1 Coastal wildlife wardens are monitoring populations of herring gulls. Herring gulls usually lay 3 eggs per nest and the wardens wish to model the number of eggs per nest that hatch. They assume that the situation can be modelled by the binomial distribution \(\mathrm { B } ( 3 , p )\) where \(p\) is the probability that an egg hatches. A random sample of 80 nests each containing 3 eggs has been observed with the following results.
| Number of eggs hatched | 0 | 1 | 2 | 3 |
| Number of nests | 7 | 23 | 29 | 21 |
- Initially it is assumed that the value of \(p\) is \(\frac { 1 } { 2 }\). Test at the \(5 \%\) level of significance whether it is reasonable to suppose that the model applies with \(p = \frac { 1 } { 2 }\).

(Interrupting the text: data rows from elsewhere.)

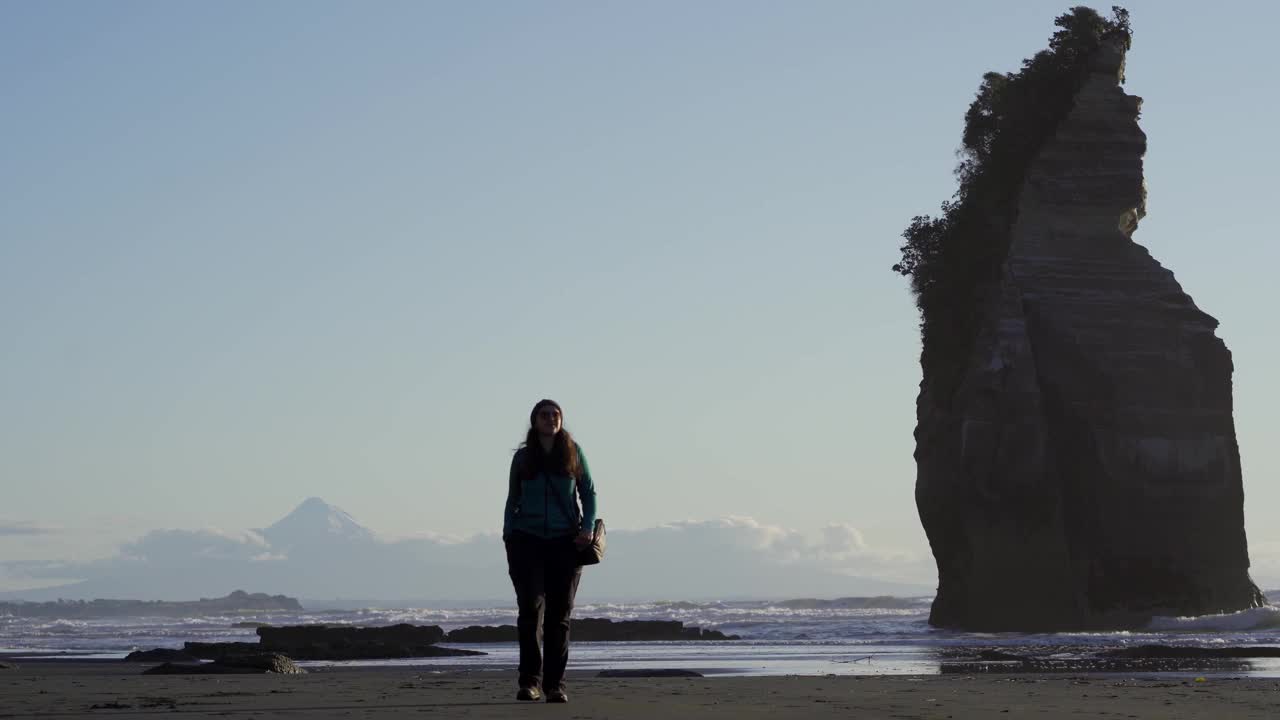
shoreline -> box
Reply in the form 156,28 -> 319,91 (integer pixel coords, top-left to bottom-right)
2,662 -> 1279,718
7,650 -> 1280,681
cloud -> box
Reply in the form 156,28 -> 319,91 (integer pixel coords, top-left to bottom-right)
0,521 -> 59,537
589,518 -> 933,599
119,528 -> 271,564
630,517 -> 915,573
0,560 -> 77,579
0,562 -> 83,593
249,552 -> 289,563
381,529 -> 475,545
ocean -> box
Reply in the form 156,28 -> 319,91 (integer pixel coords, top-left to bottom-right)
5,599 -> 1280,677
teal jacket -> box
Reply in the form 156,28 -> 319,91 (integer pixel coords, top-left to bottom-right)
503,445 -> 598,540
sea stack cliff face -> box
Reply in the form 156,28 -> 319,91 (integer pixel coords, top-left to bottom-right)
915,38 -> 1264,631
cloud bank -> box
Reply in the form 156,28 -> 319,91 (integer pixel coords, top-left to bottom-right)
0,521 -> 59,537
0,500 -> 934,604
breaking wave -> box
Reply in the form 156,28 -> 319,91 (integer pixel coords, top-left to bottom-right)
1147,605 -> 1280,633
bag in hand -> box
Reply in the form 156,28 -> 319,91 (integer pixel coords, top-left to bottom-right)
547,479 -> 605,567
577,519 -> 606,566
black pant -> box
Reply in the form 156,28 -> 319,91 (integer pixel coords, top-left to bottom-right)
505,531 -> 583,692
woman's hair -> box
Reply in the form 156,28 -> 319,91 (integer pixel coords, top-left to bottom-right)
519,399 -> 581,480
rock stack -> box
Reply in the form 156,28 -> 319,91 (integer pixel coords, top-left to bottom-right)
915,35 -> 1264,631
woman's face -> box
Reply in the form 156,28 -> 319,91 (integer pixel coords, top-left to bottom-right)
535,406 -> 562,436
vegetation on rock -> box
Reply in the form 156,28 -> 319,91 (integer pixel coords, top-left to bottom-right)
893,6 -> 1132,400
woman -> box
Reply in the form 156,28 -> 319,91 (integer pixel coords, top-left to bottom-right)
502,399 -> 597,704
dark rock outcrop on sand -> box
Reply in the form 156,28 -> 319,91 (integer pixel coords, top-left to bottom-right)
143,653 -> 304,675
149,619 -> 733,663
257,623 -> 444,650
124,649 -> 199,663
184,623 -> 483,660
573,618 -> 740,641
977,650 -> 1029,662
183,642 -> 262,659
445,618 -> 739,642
913,19 -> 1263,631
439,626 -> 516,642
0,662 -> 18,670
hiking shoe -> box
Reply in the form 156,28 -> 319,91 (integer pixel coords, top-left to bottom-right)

- The model is refined by estimating \(p\) from the data. Find the mean of the observed data and hence an estimate of \(p\).
- Using the estimated value of \(p\), the value of the test statistic \(X ^ { 2 }\) turns out to be 2.3857 . Is it reasonable to suppose, at the \(5 \%\) level of significance, that this refined model applies?
- Discuss the reasons for the different outcomes of the tests in parts (i) and (iii).